Europe. Talk about Groundhog Day. A year ago, we were talking about how bad Greece is and what will happen with Spain, Portugal, etc. Today it is exactly the same. Germany is supporting the ”PIIGS” (Portugal, Ireland, Italy, Greece and Spain – especially Greece), and France’s economy has serious issues that haven’t come to fruition but might soon. Europe is dancing a line between funding countries so they don’t collapse and imposing fiscal restraint that will guarantee those countries do collapse. Seems to me that the only cure is for other economies (US and the BRIC’s) to pull Europe out of recession by increased spending. But that won’t happen anytime soon.
China and others. So this was an unwelcome surprise for the international economic community. China is not immune to reality after all. China’s announced growth of 8% is enormous by US standards (400% higher than ours), however, it’s a 50% drop from their 12% growth. China is also having to deal with an aging population that is demanding higher and better support in their declining years. This same thing is happening in India as well (without the aging issues). China will continue to be a dominate player, but fears of an imminent new world order are overblown.
US Politics. A year ago, I said the following “While I don’t think that the political system will do much to further hurt the US economy, a government shutdown or default on paying its obligations would be a problem.“ The reality may have actually been worse. With both Democrats and Republicans insisting on “my way or the highway”; fiscal cliff, debt ceiling and other debacles continue to tell businesses large and small and foriegn and domestic, that the US political class is not interested in US economic recovery, they are interested in playing to their power bases. In this writer’s opinion, this is the number one drag on the US economy. If the US showed strong leadership by putting aside partisan posturing and crafting sound economic policies that included pain for all constituents, this would give businesses both in the US and abroad the courage to invest. This however, would require leadership and political courage to oppose the interests that helped put them in office.
Summary and predictions. I said that in 2012 we would have 2.5% GDP and 8.2% unemployment. In fact GDP was only 1.9% but unemployment dropped to 7.7%. Housing is getting better quicker than expected but Europe is worse and the US political equation continues to lurch from manufactured crisis to crisis with no end in sight.
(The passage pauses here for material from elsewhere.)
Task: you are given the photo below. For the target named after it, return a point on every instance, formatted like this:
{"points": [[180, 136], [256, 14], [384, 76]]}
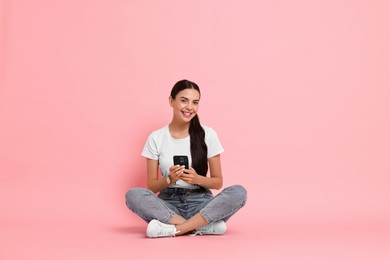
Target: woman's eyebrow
{"points": [[188, 99]]}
So here are my 2013 predictions. I’m an optimist. I believe that within the first quarter the politicians will get their act together, and resolve taxes & spending in a manner that will in general last for the remainder of President Obama’s term. This will lead to greater business confidence both here and abroad and the US will get it’s triple A credit rating back by the end of the year (but not before).
The result will be a US economy that grows GDP by 2.7% and unemployment will drop to 7.2% in 2013. Interest rates will begin to rise, but that will spur lending because margins are better for banks and businesses will be ready to borrow to lock in rates before they increase. Housing will gain in importance and begin picking up steam by the end of the year. US growth will help provide leadership to Europe, which will begin to correct, but about 6-9 months behind the US. The growth in the US and later the EU will help with China and the rest of Asia.
So those are my thoughts. What are yours?